Kartu Jakarta Pintar (KJP)
Sumber :
  • ANTARA/Sigid Kurniawan

VIVA.co.id – Anggota Komisi D asal Fraksi Gerindra, Taufiqurrahman mewakili seluruh fraksi, menyampaikan laporan panitia khusus, penyusun inventarisasi hasil reses kedua, pimpinan dan anggota DPRD DKI Jakarta tahun anggaran 2016.

Laporan reses kedua tahun 2016 dilakukan seluruh anggota DPRD, di masing-masing daerah pemilihan (Dapil), dengan tujuan sebagai masukan dalam penyusunan Rancangan Anggaran Pendapatan dan Belanja  Daerah (RAPBD) Provinsi DKI Jakarta, sesuai aturan yang berlaku meliputi lima wilayah kota administrasi Jakarta, serta Kepulauan Seribu.

"Terdapat hal yang sangat krusial, yang kita temui, yaitu Kartu Jakarta Pintar (KJP), ditemukan di pasar-pasar yang menerima pembelian dengan KJP. Tapi nyatanya KJP digunakan dan ditukar dengan uang tunai dengan selisih 3-10 persen, misalnya pemegang KJP menukar uang Rp100 ribu, maka potongannya berkisar Rp3-10 ribu," katanya dalam rapat paripurna, di Kantor DPRD, Jalan Kebon Sirih, Jumat, 22 Juli 2016.

Penyalahgunaan KJP tersebut, didapati di beberapa daerah, seperti Pasar Cengkareng Jakarta Barat dan Mall Cityloft Jakarta Pusat.
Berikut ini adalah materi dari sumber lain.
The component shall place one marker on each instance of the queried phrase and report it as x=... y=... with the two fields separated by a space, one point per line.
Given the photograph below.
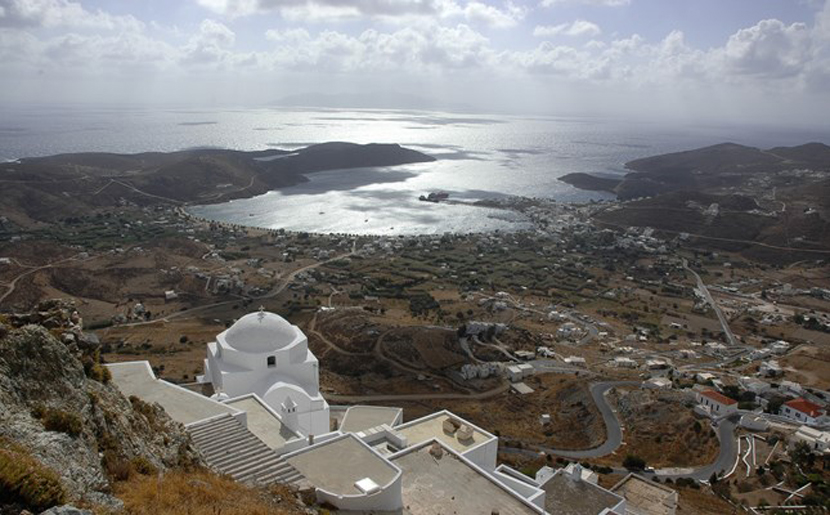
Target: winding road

Padahal anggaran KJP mencapai angka 2,3 triliun dalam APBD 2016.

"Kembalikan bantuan siswa ke sekolah-sekolah langsung. Sediakan mesin Electronic Data Capture (EDC). Aktifkan koperasi sekolah, jadi keperluan sekolah dapat dibeli di koperasi, kan bisa kerja sama dengan Bank DKI," ujarnya.

Selain itu juga Ruang Publik Terbuka Ramah Anak (RPTRA), yang diperuntukkan bagi setiap kelurahan belum tersedia di seluruh kelurahan yang ada.

Para Ketua RT dan RW, juga meminta Pemprov DKI mempertimbangkan kembali, soal aturan penggunaan aplikasi Qlue, karena dinilai dapat menimbulkan gesekan dan kegelisahan di antara masyarakat.

Hal terakhir yang menjadi aspirasi warga Ibu Kota, yakni meminta Program Pemberdayaan Masyarakat Kelurahan (PPMK) agar tetap dilaksanakan di setiap kelurahan. Pasalnya, program itu dianggap dapat bermanfaat sebagai bentuk sosialisasi, pelatihan dan pembangunan-pembangunan yang tidak terakomodasi di program Satuan Kerja Perangkat Daerah (SKPD) Pemprov DKI Jakarta.

"Untuk menindaklanjuti rekomendasi reses kedua tahun 2016 tersebut, maka eksekutif dan legislatif, bukan eksekutif jalan sendiri. Maka Gubernur harus mendiskusikan perihal hal ini dengan legislatif," ujar Taufiqurrahman.